Let’s put this in the form of a word problem. Janet has an evil, evil SUV that gets half the gas mileage of a Toyota Prius. She would save $80 per month if she bought the new car, but her insurance would increase by $X and the car payments would be $Y. She would be willing to pay an additional $Z per month to ease her environmental burden and cease being the target of cruel badgering by the likes of Grist Managing Editor Kathryn Schulz. Should Janet sell her SUV and buy the Prius? (Hint: Is X + Y – 80 less than Z?)

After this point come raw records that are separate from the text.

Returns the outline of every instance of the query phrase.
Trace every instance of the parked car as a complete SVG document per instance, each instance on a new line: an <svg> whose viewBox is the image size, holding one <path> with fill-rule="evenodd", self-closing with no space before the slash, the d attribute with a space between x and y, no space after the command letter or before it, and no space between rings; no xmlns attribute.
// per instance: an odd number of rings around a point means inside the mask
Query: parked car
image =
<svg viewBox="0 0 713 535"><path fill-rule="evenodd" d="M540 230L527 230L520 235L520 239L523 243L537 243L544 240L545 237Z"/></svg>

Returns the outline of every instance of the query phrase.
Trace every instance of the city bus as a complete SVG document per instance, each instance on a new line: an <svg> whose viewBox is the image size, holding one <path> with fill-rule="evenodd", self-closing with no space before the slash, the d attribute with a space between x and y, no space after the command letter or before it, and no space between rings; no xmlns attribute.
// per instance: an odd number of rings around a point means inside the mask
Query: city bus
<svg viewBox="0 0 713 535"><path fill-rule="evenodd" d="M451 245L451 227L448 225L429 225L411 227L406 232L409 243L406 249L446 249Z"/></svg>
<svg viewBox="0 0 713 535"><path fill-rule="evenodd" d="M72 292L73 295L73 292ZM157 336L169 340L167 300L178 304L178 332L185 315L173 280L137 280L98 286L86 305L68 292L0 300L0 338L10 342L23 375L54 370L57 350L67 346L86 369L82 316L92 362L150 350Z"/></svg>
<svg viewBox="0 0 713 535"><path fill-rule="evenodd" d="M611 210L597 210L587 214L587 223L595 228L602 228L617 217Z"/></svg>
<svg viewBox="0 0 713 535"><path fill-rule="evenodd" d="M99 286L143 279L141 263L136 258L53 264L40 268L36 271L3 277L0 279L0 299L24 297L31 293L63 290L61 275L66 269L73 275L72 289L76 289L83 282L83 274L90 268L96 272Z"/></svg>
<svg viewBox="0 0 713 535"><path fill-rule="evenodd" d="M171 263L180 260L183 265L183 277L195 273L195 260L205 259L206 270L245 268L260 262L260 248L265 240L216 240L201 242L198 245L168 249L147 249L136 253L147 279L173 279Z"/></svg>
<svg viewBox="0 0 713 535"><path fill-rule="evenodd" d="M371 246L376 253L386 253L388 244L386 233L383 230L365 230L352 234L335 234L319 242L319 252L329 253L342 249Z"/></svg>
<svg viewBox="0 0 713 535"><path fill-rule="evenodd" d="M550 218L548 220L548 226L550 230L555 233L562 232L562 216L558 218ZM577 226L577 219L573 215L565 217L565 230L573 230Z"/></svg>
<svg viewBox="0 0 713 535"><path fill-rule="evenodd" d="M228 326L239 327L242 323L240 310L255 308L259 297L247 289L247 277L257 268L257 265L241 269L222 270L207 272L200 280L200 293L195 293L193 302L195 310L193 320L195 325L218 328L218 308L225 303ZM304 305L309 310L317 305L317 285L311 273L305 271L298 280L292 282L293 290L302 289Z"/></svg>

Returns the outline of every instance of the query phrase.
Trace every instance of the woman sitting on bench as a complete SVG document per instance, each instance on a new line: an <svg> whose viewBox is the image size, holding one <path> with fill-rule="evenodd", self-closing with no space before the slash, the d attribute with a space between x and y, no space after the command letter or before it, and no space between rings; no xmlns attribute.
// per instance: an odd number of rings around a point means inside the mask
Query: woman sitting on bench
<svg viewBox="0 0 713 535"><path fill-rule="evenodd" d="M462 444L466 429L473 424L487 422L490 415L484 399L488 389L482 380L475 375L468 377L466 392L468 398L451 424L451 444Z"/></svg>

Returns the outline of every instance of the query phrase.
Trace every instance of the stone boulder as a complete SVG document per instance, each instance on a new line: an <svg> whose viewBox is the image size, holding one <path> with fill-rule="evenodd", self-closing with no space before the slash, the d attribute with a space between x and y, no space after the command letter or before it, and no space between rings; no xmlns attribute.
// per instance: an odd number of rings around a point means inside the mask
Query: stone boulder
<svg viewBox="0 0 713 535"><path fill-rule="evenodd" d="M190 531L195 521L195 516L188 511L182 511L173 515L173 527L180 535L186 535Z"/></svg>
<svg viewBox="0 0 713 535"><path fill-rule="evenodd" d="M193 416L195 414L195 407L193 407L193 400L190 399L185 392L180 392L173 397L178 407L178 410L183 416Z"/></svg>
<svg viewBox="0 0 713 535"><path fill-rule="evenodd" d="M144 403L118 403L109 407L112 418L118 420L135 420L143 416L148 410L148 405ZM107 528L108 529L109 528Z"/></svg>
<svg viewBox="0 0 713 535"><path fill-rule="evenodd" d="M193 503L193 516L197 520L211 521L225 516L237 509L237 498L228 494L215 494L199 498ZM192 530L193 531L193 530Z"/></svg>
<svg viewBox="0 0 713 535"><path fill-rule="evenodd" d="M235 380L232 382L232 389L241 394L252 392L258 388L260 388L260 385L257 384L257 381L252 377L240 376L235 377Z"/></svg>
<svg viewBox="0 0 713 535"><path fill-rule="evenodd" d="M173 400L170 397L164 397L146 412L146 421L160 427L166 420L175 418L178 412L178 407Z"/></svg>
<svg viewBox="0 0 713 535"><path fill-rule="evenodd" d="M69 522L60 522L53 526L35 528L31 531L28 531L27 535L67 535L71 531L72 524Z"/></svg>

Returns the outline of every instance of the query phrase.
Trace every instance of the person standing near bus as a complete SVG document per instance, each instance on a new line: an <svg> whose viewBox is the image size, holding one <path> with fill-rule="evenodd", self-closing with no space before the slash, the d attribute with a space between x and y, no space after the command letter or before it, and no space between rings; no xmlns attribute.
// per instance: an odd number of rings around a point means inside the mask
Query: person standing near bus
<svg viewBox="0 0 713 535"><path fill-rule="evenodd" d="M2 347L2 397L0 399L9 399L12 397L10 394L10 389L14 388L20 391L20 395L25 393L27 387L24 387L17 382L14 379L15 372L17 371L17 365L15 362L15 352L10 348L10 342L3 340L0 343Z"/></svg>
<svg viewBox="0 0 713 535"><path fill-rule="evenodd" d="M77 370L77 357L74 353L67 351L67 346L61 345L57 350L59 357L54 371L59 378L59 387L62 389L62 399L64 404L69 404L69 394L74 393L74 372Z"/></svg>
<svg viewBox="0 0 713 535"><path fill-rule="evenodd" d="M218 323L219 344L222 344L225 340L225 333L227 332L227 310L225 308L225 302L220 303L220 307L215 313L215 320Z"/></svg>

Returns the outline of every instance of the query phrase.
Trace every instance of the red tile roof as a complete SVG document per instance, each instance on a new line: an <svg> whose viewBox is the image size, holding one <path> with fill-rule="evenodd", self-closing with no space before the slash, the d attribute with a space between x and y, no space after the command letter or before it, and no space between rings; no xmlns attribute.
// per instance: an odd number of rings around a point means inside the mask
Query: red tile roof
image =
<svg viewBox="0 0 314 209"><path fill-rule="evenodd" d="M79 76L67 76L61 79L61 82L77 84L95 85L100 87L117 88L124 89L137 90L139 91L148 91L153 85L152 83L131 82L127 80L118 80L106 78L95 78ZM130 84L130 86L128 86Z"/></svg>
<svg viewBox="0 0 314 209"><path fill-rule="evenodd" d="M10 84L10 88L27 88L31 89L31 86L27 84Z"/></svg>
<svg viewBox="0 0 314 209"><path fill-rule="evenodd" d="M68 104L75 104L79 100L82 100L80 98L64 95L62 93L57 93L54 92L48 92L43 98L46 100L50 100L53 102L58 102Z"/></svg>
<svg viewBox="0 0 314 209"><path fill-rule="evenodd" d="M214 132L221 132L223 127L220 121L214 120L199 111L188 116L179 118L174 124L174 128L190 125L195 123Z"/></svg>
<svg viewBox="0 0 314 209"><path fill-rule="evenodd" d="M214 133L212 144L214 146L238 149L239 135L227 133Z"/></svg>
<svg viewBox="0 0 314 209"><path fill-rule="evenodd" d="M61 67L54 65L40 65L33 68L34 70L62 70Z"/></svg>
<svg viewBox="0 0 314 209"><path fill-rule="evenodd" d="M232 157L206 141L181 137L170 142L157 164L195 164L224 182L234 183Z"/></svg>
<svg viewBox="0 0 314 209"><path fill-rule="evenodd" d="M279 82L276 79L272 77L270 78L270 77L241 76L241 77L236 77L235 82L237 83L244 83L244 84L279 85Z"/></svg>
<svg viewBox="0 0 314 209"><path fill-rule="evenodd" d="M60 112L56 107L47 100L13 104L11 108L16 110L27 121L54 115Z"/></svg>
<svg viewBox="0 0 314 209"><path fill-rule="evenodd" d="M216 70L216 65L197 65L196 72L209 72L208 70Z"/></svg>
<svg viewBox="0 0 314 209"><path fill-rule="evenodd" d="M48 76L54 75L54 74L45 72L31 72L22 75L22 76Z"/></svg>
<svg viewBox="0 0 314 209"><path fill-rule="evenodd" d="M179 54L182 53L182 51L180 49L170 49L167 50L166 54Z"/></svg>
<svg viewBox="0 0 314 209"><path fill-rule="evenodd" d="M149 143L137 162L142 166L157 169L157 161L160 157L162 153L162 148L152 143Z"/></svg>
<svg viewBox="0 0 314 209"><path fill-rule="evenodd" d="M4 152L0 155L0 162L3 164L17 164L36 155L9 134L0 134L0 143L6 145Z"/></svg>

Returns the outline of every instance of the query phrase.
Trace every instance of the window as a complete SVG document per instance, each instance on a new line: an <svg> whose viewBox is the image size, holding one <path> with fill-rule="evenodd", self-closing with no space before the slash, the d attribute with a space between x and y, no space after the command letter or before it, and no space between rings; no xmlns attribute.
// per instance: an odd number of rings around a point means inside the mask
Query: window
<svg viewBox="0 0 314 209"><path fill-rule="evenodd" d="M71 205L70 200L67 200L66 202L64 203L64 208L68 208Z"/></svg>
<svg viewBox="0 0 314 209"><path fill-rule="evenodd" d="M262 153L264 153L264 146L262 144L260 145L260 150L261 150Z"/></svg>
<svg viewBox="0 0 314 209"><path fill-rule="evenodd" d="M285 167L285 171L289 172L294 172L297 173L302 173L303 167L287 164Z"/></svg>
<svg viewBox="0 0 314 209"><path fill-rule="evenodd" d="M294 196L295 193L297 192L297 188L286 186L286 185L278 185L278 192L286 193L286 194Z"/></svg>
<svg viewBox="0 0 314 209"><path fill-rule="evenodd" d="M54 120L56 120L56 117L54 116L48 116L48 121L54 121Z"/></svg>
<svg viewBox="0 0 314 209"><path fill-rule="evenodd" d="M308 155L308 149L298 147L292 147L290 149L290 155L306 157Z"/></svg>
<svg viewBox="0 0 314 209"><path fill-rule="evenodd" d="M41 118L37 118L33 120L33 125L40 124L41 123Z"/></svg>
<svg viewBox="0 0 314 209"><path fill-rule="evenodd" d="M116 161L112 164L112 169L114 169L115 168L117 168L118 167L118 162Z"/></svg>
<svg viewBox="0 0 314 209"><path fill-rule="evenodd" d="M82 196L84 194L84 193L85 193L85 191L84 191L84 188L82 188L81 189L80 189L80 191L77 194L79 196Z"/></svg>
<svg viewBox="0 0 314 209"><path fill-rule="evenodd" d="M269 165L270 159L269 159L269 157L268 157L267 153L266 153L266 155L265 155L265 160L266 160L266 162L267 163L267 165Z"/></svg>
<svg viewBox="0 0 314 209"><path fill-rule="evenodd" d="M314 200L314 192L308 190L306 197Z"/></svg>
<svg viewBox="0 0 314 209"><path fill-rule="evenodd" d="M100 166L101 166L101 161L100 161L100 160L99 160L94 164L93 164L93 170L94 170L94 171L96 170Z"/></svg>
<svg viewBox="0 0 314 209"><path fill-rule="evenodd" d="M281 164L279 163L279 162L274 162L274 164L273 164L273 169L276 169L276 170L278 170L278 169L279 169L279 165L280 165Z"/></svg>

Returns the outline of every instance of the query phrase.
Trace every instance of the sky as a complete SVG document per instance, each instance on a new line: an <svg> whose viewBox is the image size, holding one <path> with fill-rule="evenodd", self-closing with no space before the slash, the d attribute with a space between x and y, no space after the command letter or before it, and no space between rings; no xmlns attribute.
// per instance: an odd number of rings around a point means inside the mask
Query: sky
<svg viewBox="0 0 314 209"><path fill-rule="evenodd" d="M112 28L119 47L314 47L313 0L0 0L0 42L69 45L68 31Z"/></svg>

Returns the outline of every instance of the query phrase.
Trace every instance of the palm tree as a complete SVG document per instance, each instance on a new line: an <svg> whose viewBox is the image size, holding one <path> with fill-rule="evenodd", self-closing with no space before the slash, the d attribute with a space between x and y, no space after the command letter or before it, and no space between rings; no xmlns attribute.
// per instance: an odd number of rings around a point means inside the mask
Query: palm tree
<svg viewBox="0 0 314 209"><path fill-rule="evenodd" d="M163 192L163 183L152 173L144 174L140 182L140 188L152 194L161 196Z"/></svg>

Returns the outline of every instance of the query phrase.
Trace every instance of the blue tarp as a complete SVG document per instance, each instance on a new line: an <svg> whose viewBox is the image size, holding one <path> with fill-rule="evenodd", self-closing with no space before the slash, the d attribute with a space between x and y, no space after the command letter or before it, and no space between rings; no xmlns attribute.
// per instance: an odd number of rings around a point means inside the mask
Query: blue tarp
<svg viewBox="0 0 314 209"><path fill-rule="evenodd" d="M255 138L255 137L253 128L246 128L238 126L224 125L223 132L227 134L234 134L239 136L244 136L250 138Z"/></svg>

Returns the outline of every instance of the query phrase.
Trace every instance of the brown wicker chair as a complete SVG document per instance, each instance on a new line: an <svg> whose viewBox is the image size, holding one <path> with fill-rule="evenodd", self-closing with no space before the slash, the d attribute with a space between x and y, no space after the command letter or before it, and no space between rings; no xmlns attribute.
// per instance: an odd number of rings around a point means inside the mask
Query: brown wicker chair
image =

And while we’re at it with the word problems, why did I say a 2002 Prius? Because you shouldn’t buy a new car. New objects require that new materials be mined and forged and new toxins be spewn about. Old objects don’t, and the bonus with old cars in particular is that someone else has already paid for the sheer newness. You’re getting the good years, and you didn’t take the hit to your wallet. By purchasing a used car, you’ll effectively put thousands of dollars in your pocket. A 2004 Prius costs more than $20,000; a 2002 with 30,000 miles is $14,500 in the Blue Book. Also, older cars are generally cheaper to insure than new ones.

And in case the bottom line isn’t sufficient motivation, I have two final inspirational thoughts: First, SUVs are quite dangerous, both for occupants and for non-occupants; and second, it is the duty of the conscientious affluent to lead the way in environmental consumership.